By July 1704 Leake had returned to the fleet, and on 22 July Grafton formed part of Rear-Admiral George Byng's squadron that attacked and captured Gibraltar. The ships were used to bombard the Gibraltar defences during the attack, diverting fire from the land forces, and Grafton used up much of her ammunition fulfilling this role. The fleet then sailed to Tetuan to replenish its stocks of food and water, and subsequently returned to Gibraltar where a French fleet was then spotted.
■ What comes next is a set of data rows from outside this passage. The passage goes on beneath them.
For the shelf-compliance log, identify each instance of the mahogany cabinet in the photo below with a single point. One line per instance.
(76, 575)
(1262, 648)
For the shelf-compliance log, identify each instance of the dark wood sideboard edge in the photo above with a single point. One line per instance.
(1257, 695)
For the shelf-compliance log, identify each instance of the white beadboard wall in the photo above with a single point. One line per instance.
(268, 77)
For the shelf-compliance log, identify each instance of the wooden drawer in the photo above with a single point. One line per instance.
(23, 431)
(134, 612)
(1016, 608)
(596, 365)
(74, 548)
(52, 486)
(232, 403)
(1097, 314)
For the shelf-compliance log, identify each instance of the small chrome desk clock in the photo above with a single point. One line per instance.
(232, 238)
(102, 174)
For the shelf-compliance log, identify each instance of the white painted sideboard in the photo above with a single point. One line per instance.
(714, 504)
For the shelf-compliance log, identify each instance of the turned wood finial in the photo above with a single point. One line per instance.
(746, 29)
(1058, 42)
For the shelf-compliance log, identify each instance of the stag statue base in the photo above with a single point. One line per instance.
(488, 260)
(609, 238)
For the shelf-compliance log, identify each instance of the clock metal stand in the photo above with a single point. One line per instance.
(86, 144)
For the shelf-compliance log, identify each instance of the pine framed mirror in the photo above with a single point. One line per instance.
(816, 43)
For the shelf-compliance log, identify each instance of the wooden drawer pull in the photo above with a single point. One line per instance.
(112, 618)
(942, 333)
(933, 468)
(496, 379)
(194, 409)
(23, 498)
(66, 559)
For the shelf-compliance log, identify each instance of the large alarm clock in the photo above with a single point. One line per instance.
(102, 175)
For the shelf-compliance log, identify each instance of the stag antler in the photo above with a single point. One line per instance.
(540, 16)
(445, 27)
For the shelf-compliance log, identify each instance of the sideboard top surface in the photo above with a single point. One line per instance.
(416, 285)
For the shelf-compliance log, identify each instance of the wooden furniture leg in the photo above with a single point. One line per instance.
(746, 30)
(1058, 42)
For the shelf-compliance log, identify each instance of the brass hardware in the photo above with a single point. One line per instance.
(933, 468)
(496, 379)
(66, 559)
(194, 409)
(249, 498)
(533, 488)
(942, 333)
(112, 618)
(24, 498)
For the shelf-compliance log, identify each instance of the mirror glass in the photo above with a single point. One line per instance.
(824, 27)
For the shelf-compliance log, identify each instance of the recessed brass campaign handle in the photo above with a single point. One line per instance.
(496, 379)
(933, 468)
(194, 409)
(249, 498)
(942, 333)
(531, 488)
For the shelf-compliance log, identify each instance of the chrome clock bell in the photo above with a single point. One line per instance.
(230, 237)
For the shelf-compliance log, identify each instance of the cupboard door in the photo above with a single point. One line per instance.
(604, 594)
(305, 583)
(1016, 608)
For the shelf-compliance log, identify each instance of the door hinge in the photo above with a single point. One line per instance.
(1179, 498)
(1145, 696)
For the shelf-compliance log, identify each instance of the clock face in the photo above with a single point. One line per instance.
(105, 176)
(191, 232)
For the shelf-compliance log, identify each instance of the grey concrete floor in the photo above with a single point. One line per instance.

Rooke initially failed to engage the enemy, but after pursuing them for several days on 13 August they fought the Battle of Málaga. Grafton led the attack of the vanguard red squadron in the engagement, despite the ship having very limited ammunition left. Soon after 10 am. Leake was mortally wounded; he was carried down to the ship's surgeon where his wound was dressed. He then had a table cloth wrapped around his body and, sitting in an armchair, was carried back up to his quarterdeck. Severely weakened by his injury, Leake continued to sit in the chair and died on his quarterdeck soon afterwards. Grafton had thirty-one men killed and a further sixty-six wounded in the victorious battle.

Leake's will of March 1703 left his estate to his mother, who had remarried after the death of his father, while his brothers and sisters received varying amounts of money.